CARACAS, Venezuela -- Venezuela's vice president said Thursday that Hugo Chavez is still fighting for his life, yet a recent poll says 3 in 5 Venezuelans believe that their president will return to power.
Nicolas Maduro, Mr. Chavez's self-appointed successor, said on television that his boss "is battling there for his health, for his life, and we're accompanying him."
The vice president had characterized Mr. Chavez's condition similarly Dec. 20, saying the president "is fighting a great battle ... for his life, for his health."
Mr. Chavez hasn't spoken or been seen publicly since before his fourth operation in Cuba on Dec. 11 for an unspecified cancer in the pelvic area.
The government says he has been breathing with the help of a tracheal tube after surviving a serious respiratory infection. It says Mr. Chavez returned Feb. 18 and is at a military hospital in Caracas for continued treatment for "respiratory insufficiency."
Despite speculation by doctors not involved in Mr. Chavez's treatment that it is most likely palliative, designed only to make him more comfortable in his remaining days, many Venezuelans apparently believe -- or want to believe -- that he is on the mend. "The president's prolonged absence and his critical situation have not been converted into massive pessimism about his return," respected pollster Luis Vicente Leon tweeted Thursday.

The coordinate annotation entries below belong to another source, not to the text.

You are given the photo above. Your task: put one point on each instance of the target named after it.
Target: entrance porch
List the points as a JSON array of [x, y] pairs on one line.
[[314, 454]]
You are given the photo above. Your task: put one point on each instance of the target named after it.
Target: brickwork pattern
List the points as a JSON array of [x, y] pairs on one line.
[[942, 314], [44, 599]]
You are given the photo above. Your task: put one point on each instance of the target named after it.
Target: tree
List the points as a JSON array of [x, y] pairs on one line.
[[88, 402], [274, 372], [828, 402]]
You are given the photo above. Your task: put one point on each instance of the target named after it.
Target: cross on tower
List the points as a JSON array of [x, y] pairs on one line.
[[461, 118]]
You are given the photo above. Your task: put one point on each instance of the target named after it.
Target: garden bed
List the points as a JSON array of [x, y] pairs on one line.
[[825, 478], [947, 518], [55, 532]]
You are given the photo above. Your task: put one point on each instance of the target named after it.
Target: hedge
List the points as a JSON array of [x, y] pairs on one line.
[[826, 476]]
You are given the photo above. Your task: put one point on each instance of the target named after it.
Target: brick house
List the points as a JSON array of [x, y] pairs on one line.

He said nearly 58 percent of Venezuelans believe that Mr. Chavez will recover, while about 30 percent believe that he will not return to power, and 12.5 percent say they don't know what will happen. One percent, meanwhile, believe that Mr. Chavez was never sick.
Mr. Leon, chief of the Datanalisis polling firm, said in an interview that the Feb. 11 poll of 1,198 people had an error margin of 3 percentage points. He said he thought the poll reflected people's desire not to believe the worst about someone who is dear to them, just as people resist accepting that a close relative might be dying.
Mr. Leon also said he thought reports of government officials holding hours-long meetings with Mr. Chavez had contributed to the belief of many Venezuelans that he would rally. "The government has sent permanent messages that President Chavez will return, that he meets with the vice president for five hours," the pollster noted. He said people don't necessarily believe that, however, as the poll found 44 percent think the government has not been transparent in discussing Mr. Chavez's health.
In his televised remarks, Mr. Maduro called for Venezuelans to keep praying for Mr. Chavez and remain loyal to the committed socialist who has been their president for more than 19 years. On Feb. 15, the government released four photographs of Mr. Chavez lying in a bed in Cuba -- the only images of him published since early December.